Beyond Breakthrough: Key Challenges Between FDA and Sponsors

Grace Collins and Eric Hua | September 14, 2021

This is the second of two blog posts highlighting Friends’ upcoming September 20th event discussing the Breakthrough Therapy designation (BTD). This post will focus on the key challenges between the FDA and drug sponsors that we have identified in our work. Read the first here.

The regulatory review process for drugs is a resource intensive undertaking for both the drug sponsor and the U.S. Food and Drug Administration (FDA). The FDA has multiple expedited programs available to facilitate regulatory review for promising therapeutics with the potential to improve patient outcomes. One such program, Breakthrough Therapy Designation (BTD), has been particularly beneficial for oncology drug development and regulatory review, resulting in a quicker median time to approval for 61 novel oncology drugs compared to drugs without the designation. Considering the successes of BTD, it is also essential to consider the coordination, time, and effort necessary to develop, review, and commercialize BTD drugs within compressed timelines, and to re-evaluate how the program may be further optimized based on the lessons learned over the past eight years. To this end, Friends conducted a survey of 19 sponsors with BTD experience to identify key pressure points and challenges within the BTD drug development process and regulatory review. These identified challenges informed subsequent focused discussions on potential future optimization efforts. Several of the key challenges identified through the survey and focused discussions are described here.

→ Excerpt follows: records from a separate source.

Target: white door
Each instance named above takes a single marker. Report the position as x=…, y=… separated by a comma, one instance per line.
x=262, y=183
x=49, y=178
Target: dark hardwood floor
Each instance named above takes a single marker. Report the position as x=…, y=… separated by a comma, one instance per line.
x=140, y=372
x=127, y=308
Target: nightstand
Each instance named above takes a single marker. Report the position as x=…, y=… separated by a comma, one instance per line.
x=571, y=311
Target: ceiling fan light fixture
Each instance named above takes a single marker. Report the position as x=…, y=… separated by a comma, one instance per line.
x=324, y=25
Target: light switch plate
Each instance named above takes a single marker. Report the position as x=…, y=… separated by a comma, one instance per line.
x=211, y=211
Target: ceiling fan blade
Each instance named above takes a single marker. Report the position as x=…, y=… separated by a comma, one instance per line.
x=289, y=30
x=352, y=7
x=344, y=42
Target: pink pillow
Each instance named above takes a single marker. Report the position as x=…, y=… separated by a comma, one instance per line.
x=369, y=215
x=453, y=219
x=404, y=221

Timing and Criteria for Requesting BTD
BTD offers opportunities for enhanced interactions with FDA to help collaboratively plan development and resolve issues. However, the minimum clinical requirements for requesting BTD lack clarity. As a result, some applications with promising, but limited, available clinical data may not initiate discussions about the potential for BTD early enough and ultimately receive BTD too late to maximize the benefit of enhanced interactions with FDA. Friends conducted a landscape analysis of meeting utilization for products approved between 2018 and 2021 and found NDAs received BTD closer to submission of the marketing application compared to BLAs (292 median days before submission vs. 734 median days before submission). Thus, it is important to clarify the requirements and timing of requesting BTD and incorporate consideration of the unique development paradigms for drugs and biologics. 

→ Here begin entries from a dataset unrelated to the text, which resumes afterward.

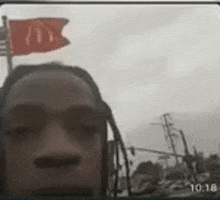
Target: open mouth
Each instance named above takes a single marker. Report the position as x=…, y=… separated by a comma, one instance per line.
x=62, y=192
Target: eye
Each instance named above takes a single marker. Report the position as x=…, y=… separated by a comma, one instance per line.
x=85, y=129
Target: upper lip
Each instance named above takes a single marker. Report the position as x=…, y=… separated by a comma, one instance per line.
x=62, y=191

Utilization of BTD Meetings to Address Discipline-Specific Challenges 
After BTD is granted, additional guidance is needed regarding the mechanisms available for requesting feedback from FDA and the type of data most useful for informing these conversations. Several components of drug development are difficult to complete within the compressed timeline of BTD and when discussions to address these potential roadblocks are not initiated in a timely manner, delays can occur, possibly affecting time to approval. These challenges are magnified for more complex applications such as those involving novel or innovative approaches, as it can be unclear how FDA considers certain data (e.g., exposure-response data generated using modelling) or whether the data available will be sufficient for FDA to provide actionable guidance or feedback. Several of these potentially rate limiting challenges are described below. 

  • Co-Development of Diagnostics – Oncology agents increasingly are targeted therapies and rely on an accompanying diagnostic to identify patients who would benefit from treatment. Lack of coordination between Centers at FDA (e.g., between CDRH and CDER/CBER) can result in a misalignment of device and drug development timelines and lead to delays in approval.
  • Dose Optimization – Selection of the pivotal dose requires a significant amount of time, and when constrained to the timeline of BTD, may be done based on very limited data. BTD NDAs are permitted to provide evidence of dose optimization in the post-market setting, however, it can be expensive and time consuming to make post-market changes to an already approved dosing regimen.
  • Chemistry, Manufacturing, and Controls (CMC) – CMC processes can slow the approval process if initiation of CMC discussions is delayed. This is particularly true for innovative therapies (such as cell and gene therapies) granted BTD which require complex manufacturing based on limited prior experience.